Plan B: The Haunted Life of Doctor Anomalous
Written by Josh Jenkins
Art by Karl Slominski


"Points for ambition" is my mantra, right? Well, this book might not quite qualify for the use of that refrain, but it does get the "good idea(s), less than perfect execuhtion" award. Maybe one can't expect too much from a micro-indie like this, a self-published graphic novel sold through a website, but the persistent typos and punctuation errors are distracting, and the plot could definitely have stood to be fleshed out a bit more. And since what's good shows a lot of promise, one wishes things could have stayed in the oven just a bit longer and kicked the book up to the next level.

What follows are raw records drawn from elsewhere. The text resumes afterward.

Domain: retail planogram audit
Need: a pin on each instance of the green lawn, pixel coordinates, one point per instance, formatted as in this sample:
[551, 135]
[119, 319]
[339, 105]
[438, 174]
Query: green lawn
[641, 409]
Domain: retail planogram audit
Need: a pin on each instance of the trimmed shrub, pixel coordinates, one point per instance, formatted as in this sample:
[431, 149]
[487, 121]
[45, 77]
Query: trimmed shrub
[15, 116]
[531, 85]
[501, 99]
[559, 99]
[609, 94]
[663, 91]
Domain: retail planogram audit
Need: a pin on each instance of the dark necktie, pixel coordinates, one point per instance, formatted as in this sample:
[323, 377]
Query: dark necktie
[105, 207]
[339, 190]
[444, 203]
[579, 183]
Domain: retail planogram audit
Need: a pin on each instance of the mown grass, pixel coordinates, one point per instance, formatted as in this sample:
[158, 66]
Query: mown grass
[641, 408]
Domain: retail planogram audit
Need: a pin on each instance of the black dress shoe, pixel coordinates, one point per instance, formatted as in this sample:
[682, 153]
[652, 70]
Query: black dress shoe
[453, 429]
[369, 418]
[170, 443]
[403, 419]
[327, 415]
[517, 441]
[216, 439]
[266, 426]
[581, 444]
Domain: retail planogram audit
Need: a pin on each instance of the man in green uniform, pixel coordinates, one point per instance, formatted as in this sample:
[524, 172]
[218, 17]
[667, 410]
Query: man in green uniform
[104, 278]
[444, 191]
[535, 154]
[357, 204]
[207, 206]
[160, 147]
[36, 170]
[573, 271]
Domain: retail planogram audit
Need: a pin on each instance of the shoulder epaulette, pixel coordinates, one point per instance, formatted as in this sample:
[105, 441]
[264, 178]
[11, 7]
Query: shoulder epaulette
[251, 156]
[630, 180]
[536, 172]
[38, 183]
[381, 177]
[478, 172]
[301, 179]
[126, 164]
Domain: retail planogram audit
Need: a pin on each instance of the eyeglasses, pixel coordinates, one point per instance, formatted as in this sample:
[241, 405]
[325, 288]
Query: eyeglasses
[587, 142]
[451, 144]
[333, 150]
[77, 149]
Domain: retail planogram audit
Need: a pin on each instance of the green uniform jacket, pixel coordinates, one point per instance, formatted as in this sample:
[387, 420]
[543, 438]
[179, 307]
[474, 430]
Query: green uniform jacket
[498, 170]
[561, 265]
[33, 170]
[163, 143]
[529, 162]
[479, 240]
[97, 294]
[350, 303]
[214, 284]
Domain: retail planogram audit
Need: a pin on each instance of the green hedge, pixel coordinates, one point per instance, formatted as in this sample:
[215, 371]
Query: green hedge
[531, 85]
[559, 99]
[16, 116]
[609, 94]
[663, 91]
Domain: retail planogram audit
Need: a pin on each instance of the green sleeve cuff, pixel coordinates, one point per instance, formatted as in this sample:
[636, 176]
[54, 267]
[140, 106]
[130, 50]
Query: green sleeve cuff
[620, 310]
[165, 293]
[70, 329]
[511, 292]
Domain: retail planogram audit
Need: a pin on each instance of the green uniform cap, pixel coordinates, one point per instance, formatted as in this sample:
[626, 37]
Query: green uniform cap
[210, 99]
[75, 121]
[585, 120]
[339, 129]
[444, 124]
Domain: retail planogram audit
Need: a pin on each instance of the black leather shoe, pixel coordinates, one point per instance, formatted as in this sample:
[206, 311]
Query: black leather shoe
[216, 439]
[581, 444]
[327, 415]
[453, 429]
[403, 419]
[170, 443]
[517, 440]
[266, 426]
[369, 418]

But rather than focus completely on the bad, let's spotlight what's done well here. Writer Josh Jenkins has created a goofy, interesting world here, populated by mad scientists and other strange, silly people. We meet the title character, one Victor Anomalous, in 1942, when he was the head of a secret government research project (the titular "Plan B") tasked with creating alternative weapons. It's a prime facility for scientists of the less-than-sane variety, and the glimpse we get of it is entertaining and full of weirdness, lasting much too short. It's done through the time-honored technique of introducing the new intern/assistant (and thus the reader) to everyone, and it works, with a succession of crazies being paraded across the page and then gathered together for a funny staff meeting. Unfortunately, we don't get enough time with them, since the atom bomb gets developed and Plan B gets shut down, then we jump to the late 80s to see Dr. Anomalous a broken-down, lonely old man who spends all his time watching daytime TV. The rest of the book sees what turns out to be the real focus, as we follow him on a journey to rediscover himself and recall his dark secrets from those years. It would have been nice to spend more time at Plan B, fleshing out the crazy scientists a bit more and seeing what Anomalous was like in his prime. But, since the book has "Book 1" printed on the spine, perhaps future volumes will see the other characters' lives explored further.

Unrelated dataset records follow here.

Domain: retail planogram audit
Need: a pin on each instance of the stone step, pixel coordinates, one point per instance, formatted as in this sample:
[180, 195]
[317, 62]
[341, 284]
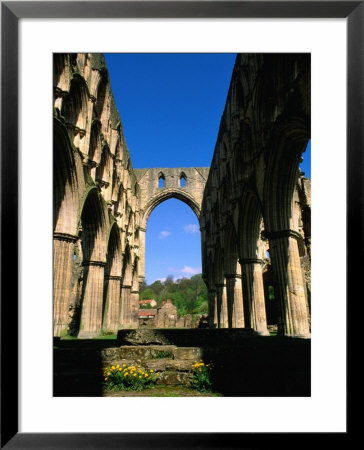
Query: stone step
[146, 352]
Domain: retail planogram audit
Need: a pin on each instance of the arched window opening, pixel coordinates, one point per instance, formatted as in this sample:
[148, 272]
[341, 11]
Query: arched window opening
[182, 180]
[161, 180]
[173, 268]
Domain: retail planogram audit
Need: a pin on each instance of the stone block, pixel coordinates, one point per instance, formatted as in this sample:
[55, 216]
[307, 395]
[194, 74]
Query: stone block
[174, 378]
[181, 365]
[191, 353]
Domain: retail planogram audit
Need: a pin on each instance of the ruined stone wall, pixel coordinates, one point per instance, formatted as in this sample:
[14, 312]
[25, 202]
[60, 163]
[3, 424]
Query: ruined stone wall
[96, 208]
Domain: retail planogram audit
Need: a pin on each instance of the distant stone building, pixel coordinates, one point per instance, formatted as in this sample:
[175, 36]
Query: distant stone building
[252, 203]
[166, 315]
[144, 303]
[147, 318]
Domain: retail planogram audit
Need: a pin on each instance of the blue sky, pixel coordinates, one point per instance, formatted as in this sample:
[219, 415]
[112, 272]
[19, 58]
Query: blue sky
[170, 107]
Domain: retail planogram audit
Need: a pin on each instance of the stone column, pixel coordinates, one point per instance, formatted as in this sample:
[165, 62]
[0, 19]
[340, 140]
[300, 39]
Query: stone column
[91, 316]
[112, 306]
[63, 251]
[141, 264]
[235, 301]
[222, 310]
[212, 308]
[134, 307]
[290, 291]
[125, 315]
[255, 313]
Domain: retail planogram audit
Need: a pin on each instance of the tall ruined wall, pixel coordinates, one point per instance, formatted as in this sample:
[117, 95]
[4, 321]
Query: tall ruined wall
[251, 206]
[96, 206]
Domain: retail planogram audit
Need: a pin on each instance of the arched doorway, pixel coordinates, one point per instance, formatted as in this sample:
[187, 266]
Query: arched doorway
[173, 268]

Anyway, soon after jumping to the near-present, we learn the meaning of the title, as Dr. Anomalous begins seeing hallucinatory visions of his old compatriots, compelling him to break free from his complacent existence and try to recapture his old glory. Before he knows what has happened, he's traveled across the country and is teaching at a community college near the abandoned Plan B facility. At some point, he breaks back in and resumes his experiments, while attempting to woo a coed who is much too young for him and ruin the life of a academic and romantic rival. There are some funny bits along the way, but the plotting is rather ramshackle, with many of Anomalous' actions being inscrutable (possibly because he's losing his mind) and events occuring without much setup or payoff. For instance, Anomalous has some dark secret that isn't brought up until near the end, and even when it is supposedly explained, not much is answered, and it's hard to tell exactly why he does what he does once it is uncovered.

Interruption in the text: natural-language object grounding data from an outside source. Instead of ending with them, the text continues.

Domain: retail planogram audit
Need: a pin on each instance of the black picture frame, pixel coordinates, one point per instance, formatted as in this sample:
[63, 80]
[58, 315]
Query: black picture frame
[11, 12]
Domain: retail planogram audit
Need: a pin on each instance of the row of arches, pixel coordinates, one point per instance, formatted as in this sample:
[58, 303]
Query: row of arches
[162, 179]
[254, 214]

So yes, perhaps the script could have used a rewrite, and certain scenes or characters (such as Miss Tisk, the love interest character, who comes off as a mostly brainless hanger-on without much in the way of motivation) could have been fleshed out a bit more. But what the creators do well shows that they've got a flair for goofy dialogue and weird physical comedy. Jenkins peppers each scene with funny exchanges and speeches, with Anomalous regularly making mad scientist proclamations, to everyone's confusion:


And artist Karl Slominski has a unique style that appears to be digitally produced, with tons of lines covering the page, yet cohering into angular, expressive images of wrinkled, contorted figures. It's strange-looking stuff, but while it can sometimes be a bit too cluttered to really discern features or actions, it can also lead to some enjoyably cartoony movement:



As with the writing, it's something that could probably use some time to flesh out. Slominski does produce some striking pages here, so with practice, he could certainly improve with subsequent volumes. One can always hope; there's some real potential here.